1881 – Gründung der ersten Vereine Deutscher Studenten (in Berlin, Breslau, Greifswald, Halle, Kiel und Leipzig)
1882 – Gründung des VDSt zu Bonn am 20. Juni in der Gaststätte „Eintracht“
1896 – Erwerb des ersten Bundeshauses
1909 bis 1913 – Vorsitz der Versammlung der Bonner Studentenschaft (vergleichbar mit dem heutigen AStA)

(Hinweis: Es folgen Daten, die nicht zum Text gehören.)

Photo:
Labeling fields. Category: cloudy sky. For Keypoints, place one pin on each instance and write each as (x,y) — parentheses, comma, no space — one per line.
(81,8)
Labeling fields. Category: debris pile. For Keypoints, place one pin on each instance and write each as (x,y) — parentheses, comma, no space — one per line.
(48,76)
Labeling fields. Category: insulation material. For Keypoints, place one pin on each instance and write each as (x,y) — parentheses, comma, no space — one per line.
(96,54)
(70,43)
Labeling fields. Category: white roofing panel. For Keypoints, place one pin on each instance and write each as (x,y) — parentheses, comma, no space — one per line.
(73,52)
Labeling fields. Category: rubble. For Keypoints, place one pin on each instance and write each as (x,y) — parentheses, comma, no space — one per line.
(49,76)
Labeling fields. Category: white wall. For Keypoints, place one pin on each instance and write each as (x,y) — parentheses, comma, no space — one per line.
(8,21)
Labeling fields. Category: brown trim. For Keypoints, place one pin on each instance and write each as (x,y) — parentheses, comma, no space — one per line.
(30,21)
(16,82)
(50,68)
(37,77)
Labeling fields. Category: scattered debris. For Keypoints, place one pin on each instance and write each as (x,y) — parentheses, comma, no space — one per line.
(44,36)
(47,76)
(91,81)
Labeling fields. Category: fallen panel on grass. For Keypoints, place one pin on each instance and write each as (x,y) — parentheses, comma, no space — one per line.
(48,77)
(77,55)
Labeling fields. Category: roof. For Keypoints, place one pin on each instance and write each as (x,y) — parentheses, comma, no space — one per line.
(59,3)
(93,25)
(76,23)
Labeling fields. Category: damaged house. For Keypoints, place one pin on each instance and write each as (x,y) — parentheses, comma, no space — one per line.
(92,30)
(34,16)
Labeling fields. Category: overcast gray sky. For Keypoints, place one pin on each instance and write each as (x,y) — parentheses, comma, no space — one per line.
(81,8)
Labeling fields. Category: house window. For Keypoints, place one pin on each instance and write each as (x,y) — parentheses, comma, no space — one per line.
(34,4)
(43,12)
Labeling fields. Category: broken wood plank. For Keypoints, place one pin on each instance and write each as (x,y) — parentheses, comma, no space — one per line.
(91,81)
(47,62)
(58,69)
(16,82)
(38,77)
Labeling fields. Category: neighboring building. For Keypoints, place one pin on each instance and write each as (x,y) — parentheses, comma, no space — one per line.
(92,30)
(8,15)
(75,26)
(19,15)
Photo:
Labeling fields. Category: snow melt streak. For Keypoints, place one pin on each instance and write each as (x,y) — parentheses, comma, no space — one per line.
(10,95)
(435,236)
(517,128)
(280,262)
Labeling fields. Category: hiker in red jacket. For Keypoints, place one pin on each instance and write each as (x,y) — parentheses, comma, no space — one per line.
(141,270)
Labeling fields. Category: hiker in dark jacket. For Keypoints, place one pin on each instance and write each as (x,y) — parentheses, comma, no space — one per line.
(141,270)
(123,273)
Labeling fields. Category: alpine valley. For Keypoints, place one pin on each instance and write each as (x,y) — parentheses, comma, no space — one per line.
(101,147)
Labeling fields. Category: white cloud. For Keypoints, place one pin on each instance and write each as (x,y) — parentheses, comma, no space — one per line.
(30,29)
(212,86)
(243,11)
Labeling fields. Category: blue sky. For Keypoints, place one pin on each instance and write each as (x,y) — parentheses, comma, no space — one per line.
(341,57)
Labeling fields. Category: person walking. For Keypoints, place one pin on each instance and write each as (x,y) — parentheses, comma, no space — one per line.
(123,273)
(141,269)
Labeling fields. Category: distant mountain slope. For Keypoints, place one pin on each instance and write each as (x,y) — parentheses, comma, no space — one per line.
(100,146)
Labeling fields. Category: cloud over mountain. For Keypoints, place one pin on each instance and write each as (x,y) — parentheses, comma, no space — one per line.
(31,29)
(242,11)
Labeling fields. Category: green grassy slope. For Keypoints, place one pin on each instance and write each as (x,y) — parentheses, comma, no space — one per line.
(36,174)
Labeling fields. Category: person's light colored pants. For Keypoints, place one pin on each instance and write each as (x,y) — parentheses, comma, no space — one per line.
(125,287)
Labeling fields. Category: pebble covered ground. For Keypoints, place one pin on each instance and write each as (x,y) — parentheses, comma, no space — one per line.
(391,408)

1914 bis 1919 – Einstellung des Bundesbetriebs aufgrund des Ersten Weltkriegs
1924 bis 1926 – Verbot des VDSt zu Bonn während der Rheinlandbesetzung durch französische Truppen; Existenz des Bundes nur im Untergrund
1929 – Erwerb eines neuen Hauses auf der Reuterstraße
1937 – Gleichschaltung und Zusammenfassung zur Kameradschaft Moltke durch die Nationalsozialisten; dadurch faktische Auflösung
1950 – Wiedergründung des VDSt zu Bonn
1952 – Erste Verbandstagung des VVDSt nach dem Krieg
Ab 1950 – In der deutschen Hauptstadt ist der VDSt berühmt für sein Vortragsprogramm. Viele hochrangige Politiker sprechen und diskutieren beim VDSt mit Bonner Studenten.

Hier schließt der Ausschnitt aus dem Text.